August 20, 2004

The Path to Legalizing Farm Workers

By Eduardo Stanley
Voice of the Valley

FRESNO, Calif.— About 300 people marched for three miles under the hot sun of the Central Valley on Sunday, August 1st. Their objective was to pressure U.S. Congressmen to approve two bills that would grant legal residency to thousands of farm workers in the country, the majority of them Mexican.

“We know these are hard, poorly paid jobs that Americans don’t want to do,” said Arturo Rodriguez, president of the Union of Farm Workers (UFW), one of the event’s leading organizers. The AgJobs bill, which has the bipartisan support of 63 senators and more than 110 representatives, would grant thousands of farm workers and their families temporary legal residency that would eventually become permanent. It would also streamline steps toward obtaining the H2-A visa as part of the guest worker program, and strengthen salary negotiations and workers’ rights.

Between 40,000 and 50,000 workers come to the United States every year under the H2-A visa program, making up three percent of the agricultural labor force’s 1.6 million farm workers. More than half of them do not have legal residency, according to the U.S. Department of Labor.

Despite strong bipartisan support, the AgJobs bill has been held up in Congress. Rumors that the White House was responsible for this were confirmed in an article on July 12 in The Wall Street Journal. According to the article, the White House, pandering to pressures from reactionary sectors of the Republican Party, prevented the bill from coming to a vote in the Senate.

“Immigrants like my parents work hard and pay taxes, but they don’t have driver’s licenses and they don’t have rights,” said Mariana Durazo, lead organizer of the service employees’ union (SEIU local 250). “Our economy needs these people, not just a new guest worker plan.”

For Leonel Flores, coordinator of the Coalition for Immigrant Rights in the Central Valley, the AgJobs bill is not ideal but it has a strong possibility of being approved. “With the support of both parties, the bill might pass, although I don’t think that would happen this year,” said Flores, referring to the pressures of an election year.

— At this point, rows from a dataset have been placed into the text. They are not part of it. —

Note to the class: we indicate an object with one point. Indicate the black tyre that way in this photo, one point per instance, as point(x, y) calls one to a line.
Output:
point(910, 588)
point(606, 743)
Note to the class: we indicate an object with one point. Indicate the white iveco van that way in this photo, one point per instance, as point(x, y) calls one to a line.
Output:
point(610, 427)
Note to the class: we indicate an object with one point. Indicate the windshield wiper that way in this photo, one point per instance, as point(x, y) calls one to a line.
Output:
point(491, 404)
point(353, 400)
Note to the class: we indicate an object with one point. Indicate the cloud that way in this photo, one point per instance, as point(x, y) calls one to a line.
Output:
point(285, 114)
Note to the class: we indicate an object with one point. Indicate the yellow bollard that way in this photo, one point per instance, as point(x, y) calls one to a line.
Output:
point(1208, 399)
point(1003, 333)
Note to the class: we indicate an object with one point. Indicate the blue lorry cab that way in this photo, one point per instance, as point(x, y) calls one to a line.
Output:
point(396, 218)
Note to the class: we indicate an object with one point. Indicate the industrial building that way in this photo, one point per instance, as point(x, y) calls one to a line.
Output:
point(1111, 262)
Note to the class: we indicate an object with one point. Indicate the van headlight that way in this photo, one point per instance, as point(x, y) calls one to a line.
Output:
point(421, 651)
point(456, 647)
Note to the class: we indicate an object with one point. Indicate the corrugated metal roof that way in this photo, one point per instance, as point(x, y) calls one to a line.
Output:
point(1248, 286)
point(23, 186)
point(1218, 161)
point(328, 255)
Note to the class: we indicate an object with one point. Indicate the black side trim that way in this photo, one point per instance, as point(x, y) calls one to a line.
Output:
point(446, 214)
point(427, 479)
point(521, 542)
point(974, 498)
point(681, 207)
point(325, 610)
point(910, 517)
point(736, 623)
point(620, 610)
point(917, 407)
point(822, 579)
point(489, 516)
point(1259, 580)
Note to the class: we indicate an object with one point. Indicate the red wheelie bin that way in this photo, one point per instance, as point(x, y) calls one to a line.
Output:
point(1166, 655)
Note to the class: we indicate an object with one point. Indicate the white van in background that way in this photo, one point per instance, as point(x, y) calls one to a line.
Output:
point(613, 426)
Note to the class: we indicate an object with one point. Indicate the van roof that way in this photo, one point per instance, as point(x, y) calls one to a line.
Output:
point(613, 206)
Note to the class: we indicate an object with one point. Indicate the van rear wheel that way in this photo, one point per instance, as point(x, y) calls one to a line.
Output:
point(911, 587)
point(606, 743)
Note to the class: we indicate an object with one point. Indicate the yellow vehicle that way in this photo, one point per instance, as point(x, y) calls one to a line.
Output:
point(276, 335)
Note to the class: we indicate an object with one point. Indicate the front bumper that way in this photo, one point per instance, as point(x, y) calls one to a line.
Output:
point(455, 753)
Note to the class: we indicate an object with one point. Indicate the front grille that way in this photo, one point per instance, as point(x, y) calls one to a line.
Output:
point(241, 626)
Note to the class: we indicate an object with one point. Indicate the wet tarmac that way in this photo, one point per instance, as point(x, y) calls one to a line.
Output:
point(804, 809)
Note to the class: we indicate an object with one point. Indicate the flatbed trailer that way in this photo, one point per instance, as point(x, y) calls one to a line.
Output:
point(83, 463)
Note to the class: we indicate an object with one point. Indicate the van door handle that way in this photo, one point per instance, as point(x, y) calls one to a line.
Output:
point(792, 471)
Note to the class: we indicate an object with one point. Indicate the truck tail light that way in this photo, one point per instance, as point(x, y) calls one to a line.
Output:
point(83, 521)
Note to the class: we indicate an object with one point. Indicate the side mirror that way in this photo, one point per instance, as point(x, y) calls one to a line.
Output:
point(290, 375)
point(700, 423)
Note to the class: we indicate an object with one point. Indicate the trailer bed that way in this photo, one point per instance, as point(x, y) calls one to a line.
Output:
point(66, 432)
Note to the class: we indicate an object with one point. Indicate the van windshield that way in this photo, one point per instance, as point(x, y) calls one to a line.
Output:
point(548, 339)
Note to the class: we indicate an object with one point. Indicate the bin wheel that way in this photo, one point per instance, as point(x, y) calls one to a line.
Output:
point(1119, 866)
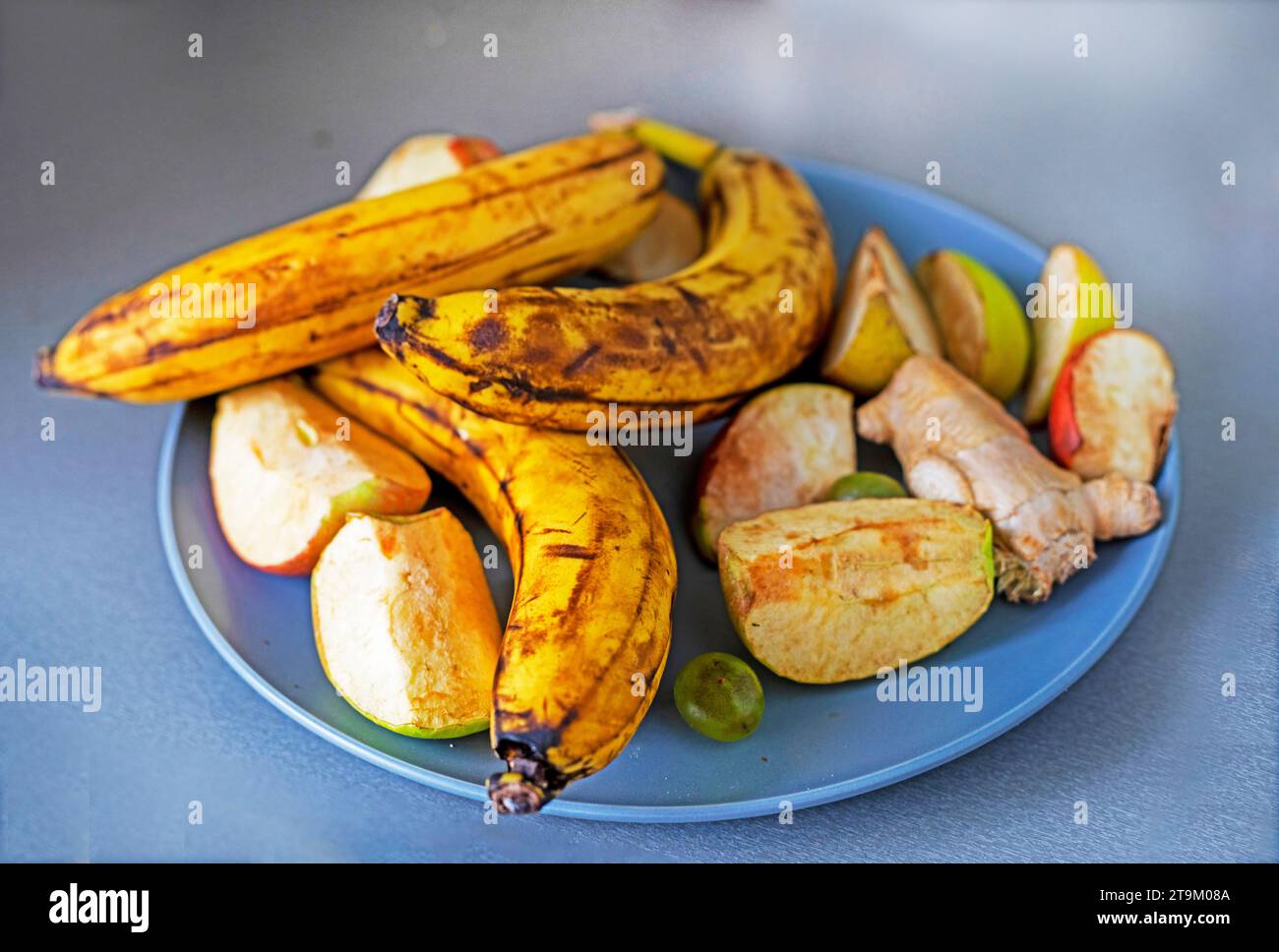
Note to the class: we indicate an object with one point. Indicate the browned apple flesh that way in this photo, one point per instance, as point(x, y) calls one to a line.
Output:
point(404, 624)
point(1116, 408)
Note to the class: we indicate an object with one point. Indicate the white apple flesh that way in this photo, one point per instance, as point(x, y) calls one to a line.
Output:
point(404, 624)
point(286, 466)
point(1113, 406)
point(423, 158)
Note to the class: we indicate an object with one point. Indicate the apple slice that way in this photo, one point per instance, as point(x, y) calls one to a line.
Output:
point(1077, 304)
point(285, 472)
point(784, 447)
point(882, 320)
point(404, 624)
point(668, 243)
point(422, 158)
point(981, 321)
point(838, 590)
point(1113, 406)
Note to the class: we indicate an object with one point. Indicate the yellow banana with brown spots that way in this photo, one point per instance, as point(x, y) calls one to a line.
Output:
point(747, 312)
point(588, 628)
point(310, 290)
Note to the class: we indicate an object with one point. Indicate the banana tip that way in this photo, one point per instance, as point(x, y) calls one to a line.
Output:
point(516, 794)
point(387, 326)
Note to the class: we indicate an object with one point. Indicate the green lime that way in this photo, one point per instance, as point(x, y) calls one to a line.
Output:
point(719, 695)
point(866, 486)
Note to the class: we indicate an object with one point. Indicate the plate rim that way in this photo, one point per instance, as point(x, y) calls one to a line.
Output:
point(699, 813)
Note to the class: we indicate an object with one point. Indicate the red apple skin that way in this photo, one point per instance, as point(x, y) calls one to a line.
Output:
point(385, 499)
point(1065, 438)
point(472, 149)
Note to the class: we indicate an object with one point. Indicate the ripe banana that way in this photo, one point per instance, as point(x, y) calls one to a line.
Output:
point(745, 313)
point(308, 290)
point(588, 628)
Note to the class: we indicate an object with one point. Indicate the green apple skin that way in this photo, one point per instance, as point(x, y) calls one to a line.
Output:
point(1044, 376)
point(448, 733)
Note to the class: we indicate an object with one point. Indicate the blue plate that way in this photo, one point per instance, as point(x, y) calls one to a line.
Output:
point(815, 744)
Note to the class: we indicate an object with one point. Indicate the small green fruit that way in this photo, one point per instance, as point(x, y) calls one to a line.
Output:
point(719, 695)
point(866, 486)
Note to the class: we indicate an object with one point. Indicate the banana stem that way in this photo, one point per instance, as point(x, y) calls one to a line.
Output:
point(520, 789)
point(674, 144)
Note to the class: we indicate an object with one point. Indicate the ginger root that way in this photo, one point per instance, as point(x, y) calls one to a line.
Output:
point(957, 444)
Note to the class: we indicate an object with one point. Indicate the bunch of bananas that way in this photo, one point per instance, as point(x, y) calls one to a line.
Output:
point(487, 366)
point(749, 311)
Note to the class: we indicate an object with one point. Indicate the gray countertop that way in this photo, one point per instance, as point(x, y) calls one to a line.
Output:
point(160, 156)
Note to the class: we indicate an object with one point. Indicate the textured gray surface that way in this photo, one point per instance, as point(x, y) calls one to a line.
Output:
point(160, 156)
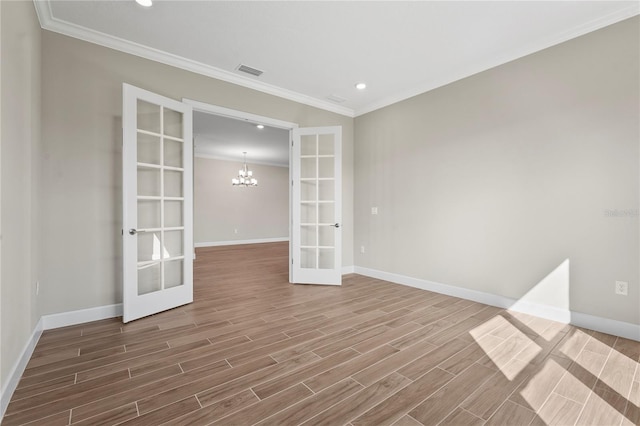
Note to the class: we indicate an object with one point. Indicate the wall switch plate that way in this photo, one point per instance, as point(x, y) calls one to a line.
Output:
point(622, 288)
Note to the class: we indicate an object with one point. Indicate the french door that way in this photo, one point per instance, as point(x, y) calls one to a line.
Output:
point(317, 206)
point(157, 203)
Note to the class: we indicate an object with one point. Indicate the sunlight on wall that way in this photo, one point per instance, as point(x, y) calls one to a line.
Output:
point(553, 290)
point(568, 376)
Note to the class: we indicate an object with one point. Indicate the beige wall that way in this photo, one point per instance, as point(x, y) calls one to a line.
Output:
point(492, 182)
point(81, 168)
point(20, 139)
point(219, 208)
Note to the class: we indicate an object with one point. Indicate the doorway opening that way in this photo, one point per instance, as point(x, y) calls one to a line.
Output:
point(225, 214)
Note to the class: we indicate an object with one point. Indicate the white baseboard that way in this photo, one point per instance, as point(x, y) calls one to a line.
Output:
point(81, 316)
point(605, 325)
point(48, 322)
point(238, 242)
point(348, 270)
point(16, 372)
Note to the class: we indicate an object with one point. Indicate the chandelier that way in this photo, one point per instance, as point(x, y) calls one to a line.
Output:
point(245, 176)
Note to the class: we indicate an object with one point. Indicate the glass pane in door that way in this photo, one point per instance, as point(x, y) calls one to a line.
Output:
point(160, 156)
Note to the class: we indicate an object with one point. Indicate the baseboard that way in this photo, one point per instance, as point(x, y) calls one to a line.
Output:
point(81, 316)
point(16, 372)
point(348, 270)
point(605, 325)
point(238, 242)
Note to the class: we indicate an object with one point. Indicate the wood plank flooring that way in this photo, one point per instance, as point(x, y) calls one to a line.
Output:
point(253, 349)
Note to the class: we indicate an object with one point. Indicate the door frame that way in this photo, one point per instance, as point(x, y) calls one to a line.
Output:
point(198, 106)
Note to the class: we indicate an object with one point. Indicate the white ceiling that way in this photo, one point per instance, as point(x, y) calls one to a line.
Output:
point(310, 50)
point(227, 138)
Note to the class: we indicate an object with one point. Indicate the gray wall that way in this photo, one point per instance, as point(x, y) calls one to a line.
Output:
point(81, 169)
point(19, 151)
point(492, 182)
point(219, 208)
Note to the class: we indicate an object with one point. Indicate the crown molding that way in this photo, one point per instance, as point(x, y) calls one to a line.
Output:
point(50, 23)
point(596, 24)
point(207, 156)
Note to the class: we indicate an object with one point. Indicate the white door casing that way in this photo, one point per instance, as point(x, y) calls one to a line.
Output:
point(317, 205)
point(157, 203)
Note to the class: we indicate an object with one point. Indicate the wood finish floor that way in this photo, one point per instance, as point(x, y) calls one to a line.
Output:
point(254, 349)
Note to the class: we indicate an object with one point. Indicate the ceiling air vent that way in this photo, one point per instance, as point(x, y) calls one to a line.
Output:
point(249, 70)
point(335, 98)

“I’m here in honor of my grandfather who was a day laborer,” said Anna Perez, 20, a resident of Fresno and one of many young people who participated in the march.

The other bill that has strong bipartisan support, known as the “Dream Act,” would allow high school graduates who have lived in the country for five years, and are between 12 and 21 years old, to seek legal residency when they apply for college. Though some states in the country, including California, have taken steps to allow undocumented immigrants to pay tuition as legal residents, changes in legal residency status ultimately depend on federal laws.

In 2003, California’s former governor Gray Davis approved a controversial law that would grant driver’s licenses to undocumented residents—a right that was repealed in 1994 with bipartisan support. But after the recall election, the newly elected governor Arnold Schwarzenegger annulled the law. Since then, community organizations have added the right to driver’s licenses to their list of demands for agricultural workers and the poorer social sector of American society, many of whom are unable to exercise their civil and human rights because they are not legal residents.